So tell me what’s going on because if I’m missing out on something I’d like to know. I’m sure it must be important since it’s 8:15 in the morning and it’s quite obvious that you are trying to impress someone in here. So let me guess; is it that married, middle-aged professor that you’re going after? Or maybe it’s just those really hot all American football players of ours instead. Well let me give you a hint: you don’t have a chance in hell with your teacher and the only hot things on this campus are the breakfast sandwiches.
So are you going to tell me why you’re dressed to impress? Listen, I’m not trying to blow your spot up, but what is the point of all that primping? Couldn’t you be doing something more constructive with your time…like studying? Now don’t feel like I’m singling you out, it’s not just you, and that’s why I’m asking.
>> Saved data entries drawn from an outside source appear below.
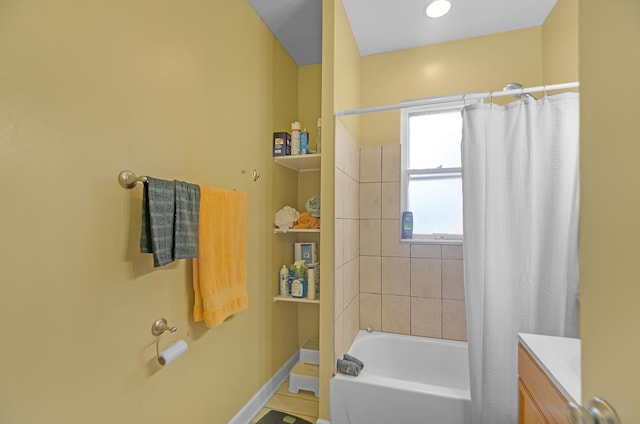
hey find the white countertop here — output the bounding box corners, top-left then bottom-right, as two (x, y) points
(519, 333), (581, 405)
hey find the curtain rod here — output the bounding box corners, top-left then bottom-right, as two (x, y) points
(335, 81), (580, 117)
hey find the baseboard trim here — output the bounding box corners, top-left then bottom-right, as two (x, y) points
(228, 352), (299, 424)
(316, 419), (331, 424)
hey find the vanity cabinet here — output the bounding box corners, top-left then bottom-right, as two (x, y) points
(518, 343), (570, 424)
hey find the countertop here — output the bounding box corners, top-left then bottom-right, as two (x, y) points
(518, 333), (581, 405)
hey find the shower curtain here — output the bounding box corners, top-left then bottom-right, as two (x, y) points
(461, 93), (580, 424)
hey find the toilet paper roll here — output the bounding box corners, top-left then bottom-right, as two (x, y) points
(158, 339), (188, 366)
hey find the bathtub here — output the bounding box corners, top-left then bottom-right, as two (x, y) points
(330, 330), (471, 424)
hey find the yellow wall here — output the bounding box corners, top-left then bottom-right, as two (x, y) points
(319, 0), (337, 417)
(318, 0), (363, 418)
(542, 0), (579, 84)
(298, 64), (323, 152)
(333, 0), (362, 141)
(579, 0), (640, 421)
(0, 0), (301, 422)
(359, 28), (544, 146)
(296, 170), (321, 346)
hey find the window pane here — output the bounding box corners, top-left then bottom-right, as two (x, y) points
(408, 110), (462, 169)
(408, 175), (462, 235)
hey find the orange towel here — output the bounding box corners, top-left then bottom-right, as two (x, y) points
(293, 212), (319, 229)
(192, 186), (248, 328)
(293, 212), (312, 229)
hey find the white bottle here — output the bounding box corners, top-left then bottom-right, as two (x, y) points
(315, 117), (322, 154)
(307, 266), (316, 300)
(291, 121), (301, 155)
(279, 265), (289, 296)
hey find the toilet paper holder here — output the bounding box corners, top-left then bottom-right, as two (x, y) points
(151, 318), (177, 364)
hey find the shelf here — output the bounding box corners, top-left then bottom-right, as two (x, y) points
(273, 294), (320, 304)
(274, 153), (321, 172)
(273, 228), (320, 234)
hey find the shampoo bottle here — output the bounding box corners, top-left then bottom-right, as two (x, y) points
(401, 211), (413, 239)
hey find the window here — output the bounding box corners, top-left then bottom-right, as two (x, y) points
(400, 100), (473, 241)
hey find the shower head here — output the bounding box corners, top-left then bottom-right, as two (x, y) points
(503, 82), (536, 100)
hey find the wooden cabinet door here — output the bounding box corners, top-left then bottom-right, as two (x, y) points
(518, 344), (571, 423)
(519, 378), (549, 424)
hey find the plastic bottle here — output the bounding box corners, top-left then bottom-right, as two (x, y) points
(291, 121), (301, 155)
(279, 265), (289, 296)
(401, 211), (413, 239)
(300, 129), (308, 154)
(291, 278), (307, 298)
(307, 265), (316, 300)
(315, 117), (322, 154)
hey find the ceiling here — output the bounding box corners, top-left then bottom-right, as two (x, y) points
(247, 0), (558, 66)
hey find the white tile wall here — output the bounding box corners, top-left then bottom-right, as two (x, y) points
(343, 219), (359, 262)
(336, 134), (468, 356)
(343, 258), (360, 306)
(411, 297), (442, 338)
(334, 119), (361, 361)
(410, 258), (442, 298)
(334, 266), (344, 321)
(334, 168), (345, 219)
(381, 145), (401, 182)
(359, 220), (381, 256)
(381, 257), (411, 296)
(359, 293), (381, 331)
(442, 259), (465, 300)
(360, 146), (381, 183)
(381, 182), (400, 219)
(381, 219), (410, 257)
(381, 295), (411, 335)
(357, 144), (467, 342)
(443, 299), (467, 341)
(359, 256), (381, 293)
(345, 177), (359, 219)
(359, 183), (381, 219)
(334, 219), (344, 269)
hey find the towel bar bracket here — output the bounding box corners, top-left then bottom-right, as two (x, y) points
(118, 170), (148, 189)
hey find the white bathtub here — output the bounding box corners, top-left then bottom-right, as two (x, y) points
(330, 330), (471, 424)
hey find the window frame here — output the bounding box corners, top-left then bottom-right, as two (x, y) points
(400, 100), (475, 243)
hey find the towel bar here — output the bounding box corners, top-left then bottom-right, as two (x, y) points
(118, 169), (260, 188)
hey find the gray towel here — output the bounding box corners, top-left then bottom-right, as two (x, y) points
(343, 354), (364, 369)
(140, 177), (176, 267)
(174, 181), (200, 259)
(337, 358), (362, 376)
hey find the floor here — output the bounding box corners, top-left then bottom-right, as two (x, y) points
(249, 379), (319, 423)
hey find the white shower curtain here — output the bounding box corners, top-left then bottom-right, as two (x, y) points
(461, 93), (580, 424)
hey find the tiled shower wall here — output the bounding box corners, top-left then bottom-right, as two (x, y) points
(334, 119), (361, 363)
(358, 146), (467, 342)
It’s like I can’t walk into a class anymore without feeling like I’m on the foot of a runway in Milan. I mean you’re wearing designer skirts and dresses left and right with matching bags and accessories. Come on! It’s biology, not Egypt on the Waterfront! I’m beginning to think that the chemicals from your “naturally” highlighted hair are beginning to affect your brain. And no offense, but we’re not at the Clinique counter in Macy’s, so chill out with reapplying that lipstick.
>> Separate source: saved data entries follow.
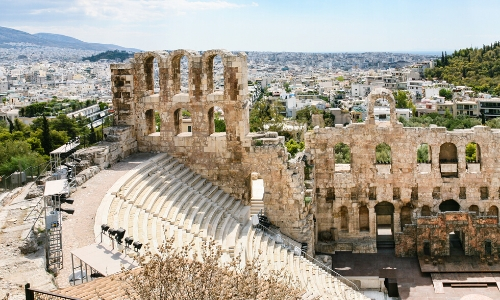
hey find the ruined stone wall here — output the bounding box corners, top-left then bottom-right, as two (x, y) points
(308, 88), (500, 252)
(110, 50), (313, 247)
(396, 212), (500, 257)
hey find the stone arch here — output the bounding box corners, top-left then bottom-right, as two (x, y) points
(173, 107), (193, 136)
(144, 109), (155, 135)
(439, 142), (458, 177)
(340, 206), (349, 232)
(139, 51), (167, 94)
(202, 49), (233, 94)
(208, 105), (226, 135)
(487, 206), (499, 220)
(421, 205), (431, 216)
(469, 204), (479, 215)
(359, 205), (369, 232)
(168, 49), (199, 95)
(400, 205), (412, 230)
(439, 142), (458, 163)
(439, 199), (460, 212)
(366, 88), (397, 125)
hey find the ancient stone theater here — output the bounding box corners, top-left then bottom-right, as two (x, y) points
(101, 48), (500, 298)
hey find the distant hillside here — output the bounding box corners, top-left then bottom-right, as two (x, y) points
(425, 42), (500, 95)
(82, 50), (134, 62)
(0, 26), (141, 52)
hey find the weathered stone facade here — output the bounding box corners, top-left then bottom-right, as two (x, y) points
(309, 88), (500, 255)
(396, 212), (500, 257)
(110, 50), (315, 250)
(111, 51), (500, 258)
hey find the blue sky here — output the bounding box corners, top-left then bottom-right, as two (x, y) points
(1, 0), (499, 52)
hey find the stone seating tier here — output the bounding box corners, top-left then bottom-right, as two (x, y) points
(97, 154), (369, 300)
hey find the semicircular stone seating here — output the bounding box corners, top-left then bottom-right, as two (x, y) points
(95, 153), (368, 300)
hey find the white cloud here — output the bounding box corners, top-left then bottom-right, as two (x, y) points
(73, 0), (256, 21)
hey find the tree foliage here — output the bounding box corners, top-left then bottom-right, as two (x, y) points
(375, 143), (391, 164)
(214, 112), (226, 133)
(465, 142), (477, 163)
(334, 143), (351, 164)
(417, 144), (430, 163)
(425, 42), (500, 95)
(398, 113), (482, 131)
(285, 139), (304, 157)
(439, 88), (453, 100)
(249, 100), (284, 132)
(82, 50), (133, 62)
(118, 239), (302, 300)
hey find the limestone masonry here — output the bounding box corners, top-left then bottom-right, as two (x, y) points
(109, 49), (500, 258)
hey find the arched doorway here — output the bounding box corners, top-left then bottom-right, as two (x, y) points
(488, 206), (499, 222)
(468, 205), (479, 216)
(439, 199), (460, 212)
(375, 201), (395, 249)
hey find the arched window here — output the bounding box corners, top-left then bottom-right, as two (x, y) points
(144, 57), (159, 94)
(421, 205), (431, 216)
(359, 205), (369, 232)
(208, 106), (226, 135)
(340, 206), (349, 232)
(172, 55), (189, 95)
(174, 108), (192, 136)
(466, 142), (481, 173)
(211, 55), (224, 92)
(439, 143), (458, 177)
(487, 206), (498, 221)
(417, 143), (431, 163)
(334, 142), (351, 172)
(144, 109), (161, 136)
(465, 142), (480, 163)
(469, 205), (479, 215)
(375, 143), (391, 164)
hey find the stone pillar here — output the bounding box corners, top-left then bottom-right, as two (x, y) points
(351, 203), (359, 234)
(393, 207), (401, 233)
(369, 206), (376, 236)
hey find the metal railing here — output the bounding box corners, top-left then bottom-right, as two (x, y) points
(255, 212), (360, 292)
(25, 283), (81, 300)
(0, 161), (51, 192)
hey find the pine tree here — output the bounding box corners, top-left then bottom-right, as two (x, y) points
(41, 116), (52, 155)
(89, 123), (97, 144)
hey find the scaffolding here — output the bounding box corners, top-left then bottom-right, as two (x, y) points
(43, 180), (69, 270)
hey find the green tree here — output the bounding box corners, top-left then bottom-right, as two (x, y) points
(89, 123), (97, 144)
(375, 143), (391, 164)
(465, 142), (477, 162)
(334, 143), (351, 163)
(51, 114), (80, 138)
(214, 112), (226, 132)
(285, 139), (305, 157)
(439, 89), (453, 100)
(249, 100), (284, 132)
(417, 144), (430, 163)
(40, 116), (52, 155)
(393, 90), (411, 108)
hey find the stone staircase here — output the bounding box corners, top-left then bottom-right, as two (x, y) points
(95, 153), (369, 300)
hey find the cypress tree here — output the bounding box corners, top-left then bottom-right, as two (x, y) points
(89, 123), (97, 144)
(41, 115), (52, 155)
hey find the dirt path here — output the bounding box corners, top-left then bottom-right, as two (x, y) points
(54, 152), (156, 289)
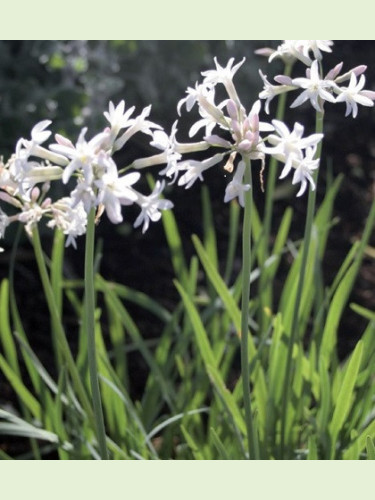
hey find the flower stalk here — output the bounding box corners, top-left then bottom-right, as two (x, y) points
(84, 207), (109, 460)
(240, 156), (259, 460)
(279, 108), (325, 457)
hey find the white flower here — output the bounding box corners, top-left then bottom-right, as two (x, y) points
(18, 202), (47, 236)
(177, 154), (224, 189)
(290, 60), (337, 112)
(265, 120), (323, 175)
(16, 120), (52, 159)
(299, 40), (334, 63)
(104, 100), (135, 135)
(224, 160), (251, 207)
(256, 40), (333, 66)
(188, 88), (227, 138)
(150, 122), (182, 181)
(0, 159), (18, 192)
(335, 72), (375, 118)
(268, 40), (312, 66)
(202, 57), (245, 106)
(280, 146), (320, 197)
(12, 121), (53, 186)
(202, 57), (245, 85)
(48, 198), (88, 248)
(178, 82), (227, 130)
(177, 82), (207, 115)
(69, 179), (97, 214)
(50, 128), (110, 184)
(258, 70), (295, 114)
(113, 105), (162, 152)
(133, 180), (173, 233)
(95, 164), (140, 224)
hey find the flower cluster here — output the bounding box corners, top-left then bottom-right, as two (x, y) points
(2, 41), (374, 253)
(255, 40), (334, 66)
(0, 102), (173, 249)
(133, 56), (324, 205)
(257, 41), (375, 118)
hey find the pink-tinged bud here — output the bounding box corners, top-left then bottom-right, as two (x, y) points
(31, 187), (40, 201)
(275, 75), (293, 85)
(226, 99), (238, 120)
(352, 65), (367, 76)
(231, 119), (241, 139)
(326, 62), (344, 80)
(336, 65), (368, 84)
(361, 90), (375, 101)
(204, 135), (232, 148)
(250, 112), (259, 132)
(254, 48), (274, 57)
(237, 139), (252, 152)
(0, 191), (23, 208)
(245, 130), (258, 146)
(54, 134), (74, 148)
(41, 198), (52, 208)
(242, 117), (250, 133)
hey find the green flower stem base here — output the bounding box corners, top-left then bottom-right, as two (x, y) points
(31, 226), (95, 426)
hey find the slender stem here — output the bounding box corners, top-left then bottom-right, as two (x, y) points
(262, 62), (294, 251)
(31, 226), (95, 426)
(84, 207), (108, 460)
(241, 156), (259, 460)
(279, 110), (325, 457)
(258, 63), (293, 333)
(50, 229), (65, 369)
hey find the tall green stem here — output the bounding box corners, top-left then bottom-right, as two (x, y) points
(241, 157), (259, 460)
(31, 226), (95, 425)
(279, 110), (325, 457)
(262, 62), (294, 250)
(84, 207), (108, 460)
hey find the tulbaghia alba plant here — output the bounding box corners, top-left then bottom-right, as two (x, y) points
(128, 55), (326, 459)
(2, 41), (375, 461)
(0, 101), (173, 459)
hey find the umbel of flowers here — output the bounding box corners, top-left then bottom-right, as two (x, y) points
(129, 41), (375, 204)
(0, 102), (174, 250)
(135, 56), (324, 202)
(252, 40), (375, 144)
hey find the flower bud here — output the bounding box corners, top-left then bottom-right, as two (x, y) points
(226, 99), (238, 120)
(31, 187), (40, 201)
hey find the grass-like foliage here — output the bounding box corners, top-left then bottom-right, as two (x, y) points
(1, 179), (375, 459)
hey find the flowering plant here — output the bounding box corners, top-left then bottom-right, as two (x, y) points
(1, 41), (375, 461)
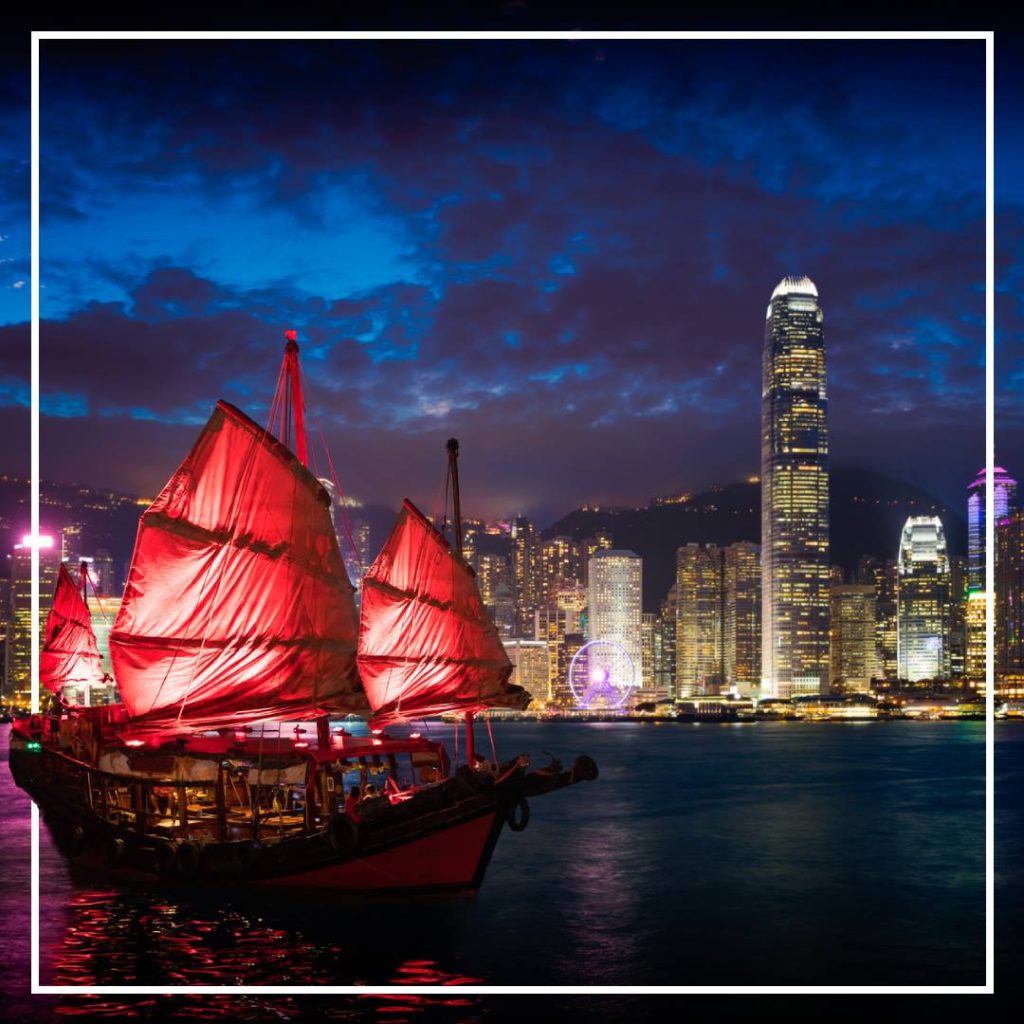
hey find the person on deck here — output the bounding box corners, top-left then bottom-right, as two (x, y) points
(344, 785), (361, 823)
Now I know what you think, I’m just jealous, but in reality that couldn’t be farther from the truth. The fact is that I’m getting tired of coming into class just to feel like some really ugly extra in some bad J. Lo movie. You may think that being overly attentive about your looks doesn’t affect anyone else, but you’re really screwing things up for everyone and it actually goes far beyond you making me look like a dirt bag. To begin with, you’re throwing off the standards that we as women have been trying for years to lower. I don’t know if you remember, but there was a time when women were expected to look like Barbies and only after many years of fighting for equal rights did we begin to lose that dainty homemaker image. Not only that, but think about it, you’re not going to look young forever, so why ruin what comes so naturally now; you’ll have plenty of years ahead of you to clog your pores with whale lard. Plus, you realize that being so trendy now increase your chances of turning into one of those ladies who can’t come to grips with the fact that their prime is over and become stuck in some sort of fashion time warp for the rest of their lives; you know, the one’s that still rock the tapered, shady eighties stone wash jeans and crimp their hair. Hey, don’t think it can’t happen to you.
So I hope you see what I’m talking about now. I’m not asking you to throw away your $300 Gucci outfit that’s off the hizzle fo’ shizzle nor am I saying you can’t sport your ridiculously expensive jewelry from Tiffany’s that’s so bling bling, I’m just asking that you save it for the appropriate occasions. So be my guest and shake what your mama gave ya, just do it in moderation.